At Fantastic Fest 2025, we sat down with director Chris Marrs Piliero and cast members Aaron Holliday (Duke), Michael Abbott Jr. (Banks), Simran Jehani (Poppy), and Paige Searcy to discuss their wild new dark comedy-horror Appofeniacs. The film, which had its North American premiere at the fest, dives into the absurd fallout of deepfake technology, wrapped inside a chaotic night gone off the rails.
From Music Videos to Feature Film
Director Chris Marrs Piliero, known for his stylized music video work, shared how he carried that visual DNA into his first feature.
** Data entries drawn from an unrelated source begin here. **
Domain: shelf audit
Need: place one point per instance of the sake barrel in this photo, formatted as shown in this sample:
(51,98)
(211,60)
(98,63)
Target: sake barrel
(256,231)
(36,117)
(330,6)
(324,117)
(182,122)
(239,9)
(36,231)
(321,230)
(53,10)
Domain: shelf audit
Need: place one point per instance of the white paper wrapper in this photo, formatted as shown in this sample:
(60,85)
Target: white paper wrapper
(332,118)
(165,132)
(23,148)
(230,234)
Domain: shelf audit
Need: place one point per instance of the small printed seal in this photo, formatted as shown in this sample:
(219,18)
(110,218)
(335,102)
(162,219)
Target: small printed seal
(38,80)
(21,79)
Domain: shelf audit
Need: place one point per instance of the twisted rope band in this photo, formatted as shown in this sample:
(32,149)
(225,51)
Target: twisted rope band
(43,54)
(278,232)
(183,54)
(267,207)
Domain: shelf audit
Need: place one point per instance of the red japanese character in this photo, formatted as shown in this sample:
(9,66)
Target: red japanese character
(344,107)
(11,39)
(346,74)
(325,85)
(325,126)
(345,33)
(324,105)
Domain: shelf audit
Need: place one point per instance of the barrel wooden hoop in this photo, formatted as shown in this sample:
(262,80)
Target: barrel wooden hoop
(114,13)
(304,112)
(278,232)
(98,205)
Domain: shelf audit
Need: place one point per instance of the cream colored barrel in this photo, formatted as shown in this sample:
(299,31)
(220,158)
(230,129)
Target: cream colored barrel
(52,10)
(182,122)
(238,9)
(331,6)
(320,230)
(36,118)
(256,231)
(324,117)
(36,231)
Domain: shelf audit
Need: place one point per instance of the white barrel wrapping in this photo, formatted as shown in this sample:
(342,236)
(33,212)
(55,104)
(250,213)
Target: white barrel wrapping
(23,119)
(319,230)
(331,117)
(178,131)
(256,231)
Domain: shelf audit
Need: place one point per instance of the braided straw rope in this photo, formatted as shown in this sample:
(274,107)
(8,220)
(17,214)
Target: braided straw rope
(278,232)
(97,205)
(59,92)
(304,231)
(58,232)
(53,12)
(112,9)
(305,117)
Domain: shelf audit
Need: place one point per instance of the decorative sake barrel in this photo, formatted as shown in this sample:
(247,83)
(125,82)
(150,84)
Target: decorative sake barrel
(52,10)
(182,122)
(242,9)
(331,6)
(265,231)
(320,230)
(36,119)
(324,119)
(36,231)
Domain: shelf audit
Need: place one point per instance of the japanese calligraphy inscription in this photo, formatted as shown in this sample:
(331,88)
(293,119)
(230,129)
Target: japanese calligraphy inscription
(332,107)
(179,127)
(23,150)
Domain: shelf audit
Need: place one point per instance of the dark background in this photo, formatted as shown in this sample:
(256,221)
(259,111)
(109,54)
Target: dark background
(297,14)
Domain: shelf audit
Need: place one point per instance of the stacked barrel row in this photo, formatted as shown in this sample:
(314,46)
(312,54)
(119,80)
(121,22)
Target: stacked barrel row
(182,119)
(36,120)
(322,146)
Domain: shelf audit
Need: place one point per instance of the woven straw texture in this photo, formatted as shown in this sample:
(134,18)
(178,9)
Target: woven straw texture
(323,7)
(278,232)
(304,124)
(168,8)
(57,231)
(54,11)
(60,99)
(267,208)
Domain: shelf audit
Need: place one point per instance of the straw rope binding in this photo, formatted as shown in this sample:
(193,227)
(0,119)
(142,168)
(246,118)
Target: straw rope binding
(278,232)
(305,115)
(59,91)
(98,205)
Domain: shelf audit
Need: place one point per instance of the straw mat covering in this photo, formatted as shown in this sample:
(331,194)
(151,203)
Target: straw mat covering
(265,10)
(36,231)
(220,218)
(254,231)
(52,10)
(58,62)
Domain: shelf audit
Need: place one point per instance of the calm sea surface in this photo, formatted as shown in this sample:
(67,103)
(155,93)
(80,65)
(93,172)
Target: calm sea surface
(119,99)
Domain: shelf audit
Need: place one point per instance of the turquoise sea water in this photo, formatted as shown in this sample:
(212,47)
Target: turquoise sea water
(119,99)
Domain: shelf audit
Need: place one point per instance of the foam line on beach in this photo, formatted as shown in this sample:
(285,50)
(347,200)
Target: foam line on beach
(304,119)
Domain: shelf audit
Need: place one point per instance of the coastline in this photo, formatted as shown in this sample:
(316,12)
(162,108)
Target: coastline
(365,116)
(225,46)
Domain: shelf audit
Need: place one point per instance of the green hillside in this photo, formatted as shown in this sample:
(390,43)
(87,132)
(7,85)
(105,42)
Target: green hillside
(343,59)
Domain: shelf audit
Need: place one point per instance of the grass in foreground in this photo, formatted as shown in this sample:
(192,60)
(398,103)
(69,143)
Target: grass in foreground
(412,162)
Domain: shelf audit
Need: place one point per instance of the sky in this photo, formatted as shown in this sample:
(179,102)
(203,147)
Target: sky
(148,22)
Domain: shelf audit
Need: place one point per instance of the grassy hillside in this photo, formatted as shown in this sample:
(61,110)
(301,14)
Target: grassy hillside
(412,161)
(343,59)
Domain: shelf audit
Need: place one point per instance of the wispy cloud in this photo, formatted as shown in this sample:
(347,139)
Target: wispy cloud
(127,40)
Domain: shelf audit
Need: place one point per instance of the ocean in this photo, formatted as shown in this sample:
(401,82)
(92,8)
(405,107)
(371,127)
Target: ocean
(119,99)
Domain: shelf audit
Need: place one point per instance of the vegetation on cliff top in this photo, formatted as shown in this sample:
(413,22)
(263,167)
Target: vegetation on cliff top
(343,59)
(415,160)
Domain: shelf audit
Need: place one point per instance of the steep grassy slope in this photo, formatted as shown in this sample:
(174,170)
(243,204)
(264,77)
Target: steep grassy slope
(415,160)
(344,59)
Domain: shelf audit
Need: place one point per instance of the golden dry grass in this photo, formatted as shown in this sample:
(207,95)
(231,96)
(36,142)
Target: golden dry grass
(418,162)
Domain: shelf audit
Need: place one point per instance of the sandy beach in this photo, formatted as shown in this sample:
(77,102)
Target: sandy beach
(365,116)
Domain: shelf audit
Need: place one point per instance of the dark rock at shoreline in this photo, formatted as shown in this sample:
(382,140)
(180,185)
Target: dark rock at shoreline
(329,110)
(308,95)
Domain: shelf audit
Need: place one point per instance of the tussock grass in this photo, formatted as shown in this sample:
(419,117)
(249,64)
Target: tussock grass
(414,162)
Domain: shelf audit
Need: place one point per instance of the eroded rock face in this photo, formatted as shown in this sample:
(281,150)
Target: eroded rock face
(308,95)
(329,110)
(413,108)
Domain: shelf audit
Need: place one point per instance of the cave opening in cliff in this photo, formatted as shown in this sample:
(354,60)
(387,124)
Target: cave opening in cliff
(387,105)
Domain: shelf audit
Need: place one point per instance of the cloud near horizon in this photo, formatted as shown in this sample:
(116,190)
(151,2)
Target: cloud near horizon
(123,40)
“I think like fun, interesting, cool characters that you want to spend time watching. Even back in music videos, I was always trying to create scenarios that I’d want to see as a fan. That definitely carried over here.”
Duke, the Yap Machine
Aaron Holliday leaned into the unpredictable energy of Duke without overthinking it:
“We’re both yappers, so that part was easy. But I also pulled from growing up around intense personalities, seeing incel culture online, even just reading Facebook rants. Life itself gave me everything I needed for Duke.”
Poppy’s Peacock Energy
For Simran Jehani, embodying Poppy meant embracing her flamboyance while anchoring her loyalty:
“She’s always peacocking, always showing those blue feathers. But she’s also fiercely loyal, and that came from my own friendships and support system. Every scene, she’s going to get what she wants — but she won’t compromise having a good time doing it.”
Banks on the Subway
Michael Abbott Jr. brought a gritty realism to Banks by drawing from decades of observation:
“I’ve put in 25 years on the New York City subways, storing away things I’ve seen. Banks is vulnerable, in love with someone out of his league. He was a challenge, but that’s why I had to do it.”

Grounded in the Chaos
Paige Searcy admitted she wasn’t grounded in life during the shoot — which ironically made her performance all the more authentic:
“I had no idea what grounded even was at the time. But the chaos of the set and story forced me to respond in a real way. Sometimes the crew would go silent after a cut because of how genuine it felt.”
Why Deepfakes?
For Piliero, tackling deepfake tech was never about sci-fi spectacle but human fallout:
“Before AI takes us out on a global scale, humans are going to mess with each other first. This tech is just the catalyst. The movie is about how easily we fall into traps of confirmation bias and how dangerous that can get.”
Aaron Holliday added:
“Honestly, I learned more about AI from Chris’s script than anywhere else. My character explains what deepfakes do, so memorizing lines was basically research.”
A Film That Stays Fun
At its core, Appofeniacs thrives because it dares to be outrageous. As I told the team: in a time when too many movies take themselves too seriously, this one brings back the kind of fun audiences crave.
Rating
Appofeniacs is a brash, chaotic, genre-blending trip that nails the absurd horror of digital identity. 4 out of 5 stars.